Navigate to the website of the Ballmer Group, for example, and you’ll find a detailed grants database with filters for program area and geography. MacKenzie Scott’s Yield Giving also has a robust database as of late 2022, one that even allows you to export your searches. Similarly, the public presence of Jack Dorsey’s Start Small LLC may be a simple Google spreadsheet, but the effect is the same. The Bezos Earth Fund, too, lists its grants, though in a format that’s hard to tally quickly. But the bottom line for each is the same: apparent transparency about what’s going out and to whom.

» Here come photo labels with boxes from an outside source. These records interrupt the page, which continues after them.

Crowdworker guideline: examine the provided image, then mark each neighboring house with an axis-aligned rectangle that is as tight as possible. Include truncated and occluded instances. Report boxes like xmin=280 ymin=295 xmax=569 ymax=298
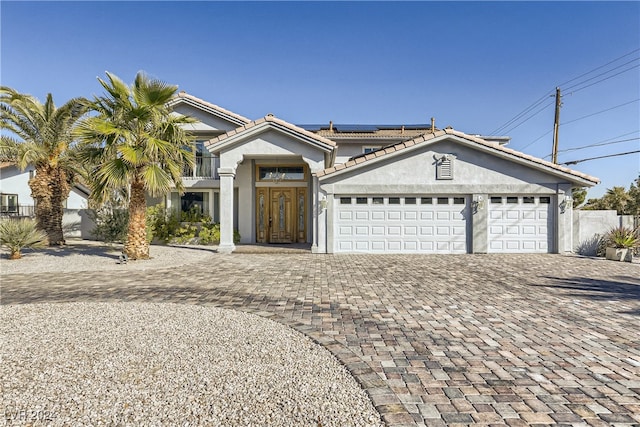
xmin=0 ymin=162 xmax=89 ymax=216
xmin=161 ymin=92 xmax=599 ymax=253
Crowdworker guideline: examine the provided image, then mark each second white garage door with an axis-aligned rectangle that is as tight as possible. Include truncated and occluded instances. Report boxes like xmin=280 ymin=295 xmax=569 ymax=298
xmin=488 ymin=196 xmax=553 ymax=253
xmin=334 ymin=196 xmax=469 ymax=254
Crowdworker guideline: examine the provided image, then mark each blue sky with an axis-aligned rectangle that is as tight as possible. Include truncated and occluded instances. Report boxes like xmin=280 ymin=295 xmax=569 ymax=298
xmin=0 ymin=1 xmax=640 ymax=197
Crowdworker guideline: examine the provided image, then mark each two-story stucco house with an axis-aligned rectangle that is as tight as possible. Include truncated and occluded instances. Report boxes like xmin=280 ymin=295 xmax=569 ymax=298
xmin=0 ymin=162 xmax=89 ymax=216
xmin=165 ymin=92 xmax=599 ymax=254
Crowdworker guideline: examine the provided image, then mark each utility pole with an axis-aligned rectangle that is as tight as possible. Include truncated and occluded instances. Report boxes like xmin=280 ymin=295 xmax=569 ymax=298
xmin=551 ymin=87 xmax=562 ymax=165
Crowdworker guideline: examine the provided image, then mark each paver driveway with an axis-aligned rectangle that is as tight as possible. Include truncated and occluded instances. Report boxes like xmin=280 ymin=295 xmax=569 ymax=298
xmin=2 ymin=253 xmax=640 ymax=426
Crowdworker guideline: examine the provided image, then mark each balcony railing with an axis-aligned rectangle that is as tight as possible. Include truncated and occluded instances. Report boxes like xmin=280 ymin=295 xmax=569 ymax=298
xmin=0 ymin=205 xmax=36 ymax=218
xmin=182 ymin=155 xmax=220 ymax=179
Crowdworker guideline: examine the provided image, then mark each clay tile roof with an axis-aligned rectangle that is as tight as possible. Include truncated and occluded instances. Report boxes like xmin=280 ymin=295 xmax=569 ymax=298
xmin=205 ymin=115 xmax=336 ymax=147
xmin=318 ymin=128 xmax=600 ymax=184
xmin=170 ymin=91 xmax=250 ymax=124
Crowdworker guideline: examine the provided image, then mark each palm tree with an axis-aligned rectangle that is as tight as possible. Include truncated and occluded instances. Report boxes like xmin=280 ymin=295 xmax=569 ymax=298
xmin=0 ymin=86 xmax=88 ymax=246
xmin=602 ymin=187 xmax=632 ymax=215
xmin=77 ymin=72 xmax=195 ymax=259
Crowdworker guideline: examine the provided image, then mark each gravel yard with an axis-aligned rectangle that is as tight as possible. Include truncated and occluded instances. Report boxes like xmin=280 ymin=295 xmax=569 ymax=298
xmin=0 ymin=242 xmax=382 ymax=427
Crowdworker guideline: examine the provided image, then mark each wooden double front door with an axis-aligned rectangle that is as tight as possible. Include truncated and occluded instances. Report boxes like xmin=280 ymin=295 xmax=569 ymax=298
xmin=256 ymin=187 xmax=307 ymax=243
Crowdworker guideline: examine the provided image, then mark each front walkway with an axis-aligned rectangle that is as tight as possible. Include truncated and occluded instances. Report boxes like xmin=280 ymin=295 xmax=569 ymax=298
xmin=2 ymin=253 xmax=640 ymax=426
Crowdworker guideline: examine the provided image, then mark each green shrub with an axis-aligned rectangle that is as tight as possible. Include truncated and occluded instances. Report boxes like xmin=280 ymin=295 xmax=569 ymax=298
xmin=597 ymin=226 xmax=640 ymax=256
xmin=147 ymin=204 xmax=240 ymax=245
xmin=605 ymin=227 xmax=640 ymax=249
xmin=147 ymin=204 xmax=181 ymax=244
xmin=198 ymin=224 xmax=220 ymax=245
xmin=0 ymin=219 xmax=48 ymax=259
xmin=180 ymin=205 xmax=211 ymax=223
xmin=88 ymin=206 xmax=129 ymax=243
xmin=175 ymin=224 xmax=198 ymax=244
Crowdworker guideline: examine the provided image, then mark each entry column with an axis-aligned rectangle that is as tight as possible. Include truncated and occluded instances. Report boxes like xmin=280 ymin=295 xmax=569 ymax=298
xmin=218 ymin=168 xmax=236 ymax=254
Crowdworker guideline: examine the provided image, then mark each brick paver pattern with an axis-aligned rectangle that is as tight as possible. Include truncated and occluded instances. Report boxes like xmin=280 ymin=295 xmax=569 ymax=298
xmin=2 ymin=253 xmax=640 ymax=426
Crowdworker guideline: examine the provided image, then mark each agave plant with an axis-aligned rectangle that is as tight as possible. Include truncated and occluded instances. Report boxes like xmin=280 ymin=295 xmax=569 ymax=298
xmin=0 ymin=219 xmax=48 ymax=259
xmin=605 ymin=226 xmax=640 ymax=249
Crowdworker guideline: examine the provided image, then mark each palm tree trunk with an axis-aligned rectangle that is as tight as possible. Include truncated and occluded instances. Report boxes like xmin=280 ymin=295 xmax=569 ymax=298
xmin=29 ymin=165 xmax=71 ymax=246
xmin=124 ymin=179 xmax=149 ymax=259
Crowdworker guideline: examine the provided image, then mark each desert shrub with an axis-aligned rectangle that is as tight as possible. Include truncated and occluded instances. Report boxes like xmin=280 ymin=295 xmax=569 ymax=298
xmin=170 ymin=223 xmax=198 ymax=244
xmin=147 ymin=204 xmax=181 ymax=244
xmin=0 ymin=219 xmax=48 ymax=259
xmin=198 ymin=224 xmax=220 ymax=245
xmin=180 ymin=205 xmax=211 ymax=223
xmin=598 ymin=226 xmax=640 ymax=256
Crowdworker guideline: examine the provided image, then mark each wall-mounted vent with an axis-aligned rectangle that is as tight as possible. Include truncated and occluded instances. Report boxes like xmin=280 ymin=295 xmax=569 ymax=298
xmin=436 ymin=154 xmax=455 ymax=179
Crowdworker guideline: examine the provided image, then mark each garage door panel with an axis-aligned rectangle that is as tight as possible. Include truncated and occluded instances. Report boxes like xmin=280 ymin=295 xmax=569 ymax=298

But — and this is a big caveat — all these disclosures must be taken entirely on faith. Because they’re LLCs with no foundations involved, these operations are free to list what they want to publicize and omit what they do not. There’s no legal filing against which their lists can be checked. And there’s no telling if an LLC is also backing groups not publicly disclosed, whether through a DAF, direct donation or some other avenue.
LLCs with messaging
This category marks a steep drop-off in disclosure. Essentially, we know these philanthropic LLCs exist, we know their stated priorities, and we might know about some of their awards. But we have no sense of the whole. It’s unclear how much in total is going out the door and who is getting checks. Nor can we tell, when recipients are named, how much they’re getting.
This is, thankfully, a small category. For me, the stand-out example among megadonors is Laurene Powell Jobs’ Emerson Collective. It is both a highly visible philanthropic operation — known in the field and to some extent beyond it — and yet a largely opaque one.
It’s worth acknowledging that Powell Jobs’ philanthropy is complex. She arguably qualifies for several of these categories. Like Omidyar and the Arnolds, she also has a foundation, Waverley Street Foundation. Like Gates with Breakthrough Energy, she also has a whole stable of nonprofits — XQ Institute, College Track, Chicago Cred, Elemental Excelerator, and others — that engage in grantmaking. Yet it appears that those bodies do not cover all of her LLC’s funding, particularly given that Emerson’s priorities also span topics they don’t seem to encompass, like immigration, health and journalism. So while they offer some insight, it’s not quite a picture of the whole.
The black holes
In fairness to all those mentioned above, the most opaque philanthropy is that which goes completely undisclosed. While all of the institutions mentioned above have legal structures that allow them to avoid some transparency requirements, at least they’re publicly known. By contrast, this category is for invisible donors, those who are flexing their philanthropic power without any public acknowledgement.
Staying completely anonymous has plenty of precedent. Chuck Feeney operated what became Atlantic Philanthropies for years before going public. Nat Simons and Laura Baxter-Simons ran the Sea Change Foundation for over a decade via a Bermuda-based entity. C. Frederick Taylor, a donor linked with Wellspring Philanthropic Fund and Sequoia Climate Foundation, was revealed by a 2014 Bloomberg investigation and remains one of the least-known major donors, though those two institutions are both registered foundations.
The reality is that nonprofit donors have plenty of options to remain completely anonymous if they choose, whether by granting through hard-to-trace LLCs, donor-advised funds, offshore vehicles or some combination. Until and if the regulatory regime around philanthropic disclosure ever changes — and that’s a big if — we need to content ourselves with seeing what may often be just the tip of the iceberg.
And that raises the question: How far should the right to philanthropic anonymity extend? Anonymity has long been seen as an inviolable right for philanthropists. Yet there is no upper limit on that right. There is no level of spending — not hundreds of millions or even billions of dollars — at which the public currently has a right to know. With inequality growing and billionaire influence expanding, we’ll see if that lasts.